Only White Guys At Princeton!
I must say that, since moving to New York, I've been impressed, though not really hampered by, the Ivy league world. In my industry, journalism, you constantly see Harvard grads helping Harvard grads. Really, it's not about the Ivy League, it's all about Harvard.
Harvard's Ivy League peer, though, the school that educated most of the family members who give me a pay check, is good old Princeton. I have fluffy bunny feelings for Princeton since F Scott Fitzgerald flunked out of there, back in the day.
Anyway, Samuel Alito, bound to get to the Supreme Court without really serious contention, went there too. And, it turns out, he was part of a campus organization that was way, way, too worried about women, minorities, homosexuals and even the disabled joining the Princeton community.
Fascinating. Okay, look, I believed a lot of whacky things in college and I'd not like to be judged, right now, by my college views. Yet, Alito had to go out of his way to join a xenophobic club, way back then. Also, long ago as it is, it's part of his record and something he should explain now, during his confirmation hearings.

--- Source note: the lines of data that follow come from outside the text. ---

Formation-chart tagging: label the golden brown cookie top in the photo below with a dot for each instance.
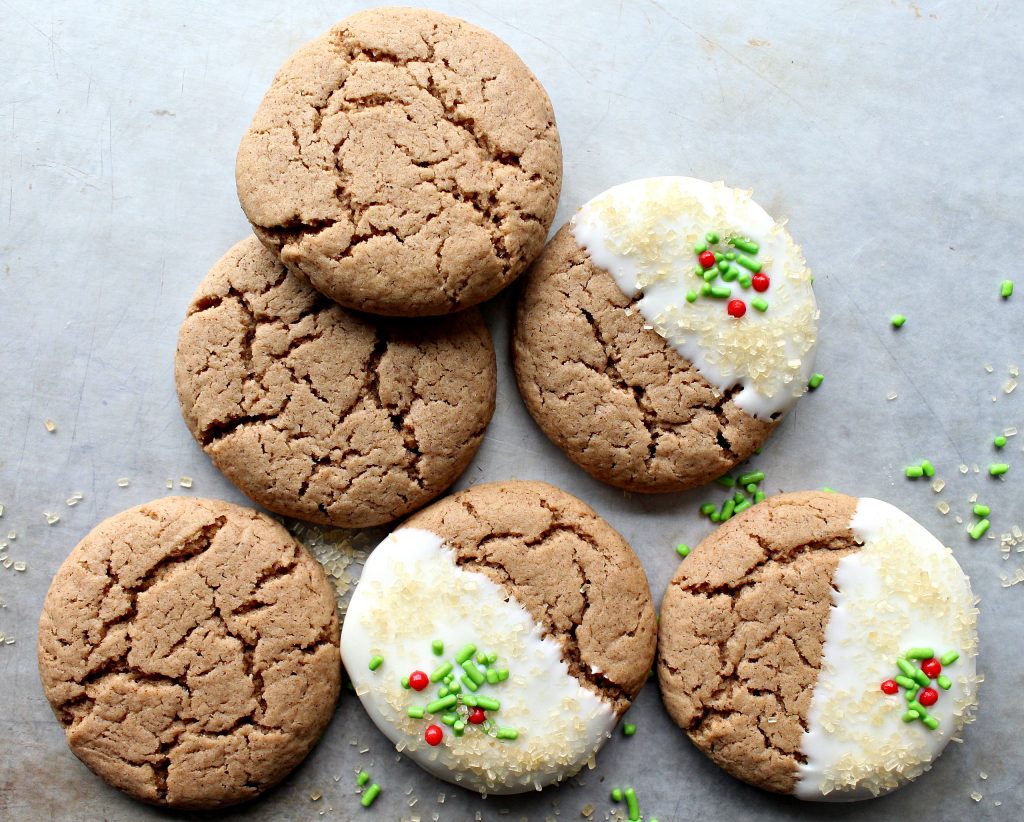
(406, 163)
(320, 413)
(188, 647)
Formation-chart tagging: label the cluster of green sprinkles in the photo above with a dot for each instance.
(923, 469)
(739, 502)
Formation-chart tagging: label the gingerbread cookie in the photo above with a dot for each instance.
(498, 636)
(664, 332)
(406, 163)
(188, 647)
(820, 645)
(318, 413)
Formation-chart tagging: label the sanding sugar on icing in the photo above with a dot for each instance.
(902, 590)
(411, 593)
(645, 233)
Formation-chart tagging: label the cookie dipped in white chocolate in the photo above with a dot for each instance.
(411, 593)
(646, 233)
(903, 591)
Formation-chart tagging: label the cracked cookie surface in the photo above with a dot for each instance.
(188, 647)
(612, 394)
(406, 163)
(742, 625)
(322, 414)
(574, 574)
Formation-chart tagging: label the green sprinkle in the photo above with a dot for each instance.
(744, 245)
(440, 704)
(632, 805)
(370, 794)
(749, 264)
(466, 652)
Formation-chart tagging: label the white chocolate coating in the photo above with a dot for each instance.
(411, 593)
(643, 233)
(902, 590)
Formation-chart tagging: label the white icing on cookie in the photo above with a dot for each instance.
(411, 593)
(902, 590)
(643, 233)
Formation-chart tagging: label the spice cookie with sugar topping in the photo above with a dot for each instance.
(498, 636)
(406, 163)
(189, 649)
(322, 414)
(820, 645)
(664, 332)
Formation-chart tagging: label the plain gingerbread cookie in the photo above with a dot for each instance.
(640, 385)
(406, 163)
(820, 645)
(320, 413)
(188, 648)
(545, 633)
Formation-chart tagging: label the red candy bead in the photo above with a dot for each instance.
(736, 308)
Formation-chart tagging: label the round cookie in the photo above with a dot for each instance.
(642, 379)
(406, 163)
(547, 626)
(188, 647)
(820, 645)
(322, 414)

For my own part, I've already described my college views as ideas from long ago, and I'm only 30. However, I probably am being too dismissive. I might not believe, right now, everything I believed in college but that doesn't mean that my college beliefs weren't formative. Even where I've changed my mind, what I believed then can be easily linked to what I believe now. I think that's true for most college grads -- those were the years of trying ideas on for size, after all, and for pursuing ways of thinking with minimal consequence. If Alito is anything like me, or like most people I know, what he believed back then is important, even if his opinions have since changed. College is formative, after all, by design.
1 Comments:
Mike, you're probably right that the stupid (or smart) things we say in college shouldn't stand in for proof of who we are or what we believe many years later. Some of us get smarter, some of us get dumber, and some of us just change our minds. I definitely said and thought a lot of things when I was twenty that now strike me as peurile or craven. So, although it raises my hackles, I don't automatically treat as proof of hateful views Alito's membership in a conspicuously retrograde, elitist, and hysterical association dedicated to white male privilege.
But I do hold it against him that he was so proud of belonging to that organization that he was still listing it on his résumé thirteen years after he left Princeton. By then he was in his mid 30s, and, barring a conversion on the road to Damascus, by your mid 30s, your opinions are pretty stable. And it's a pathetic defense to say that he wasn't racist or homophobic or misogynist but rather that he was just using his membership to get a job with people who were racist, homophobic etc. Aren't Bush and his "values" supporters always touting firmness of character as qualification number one for any job? If he put the club on his résumé 13 years later just to get a job despite having changed his mind about its stances, then doesn't that make you suspect he lacks that precious firmness of character? It sure makes me suspect it.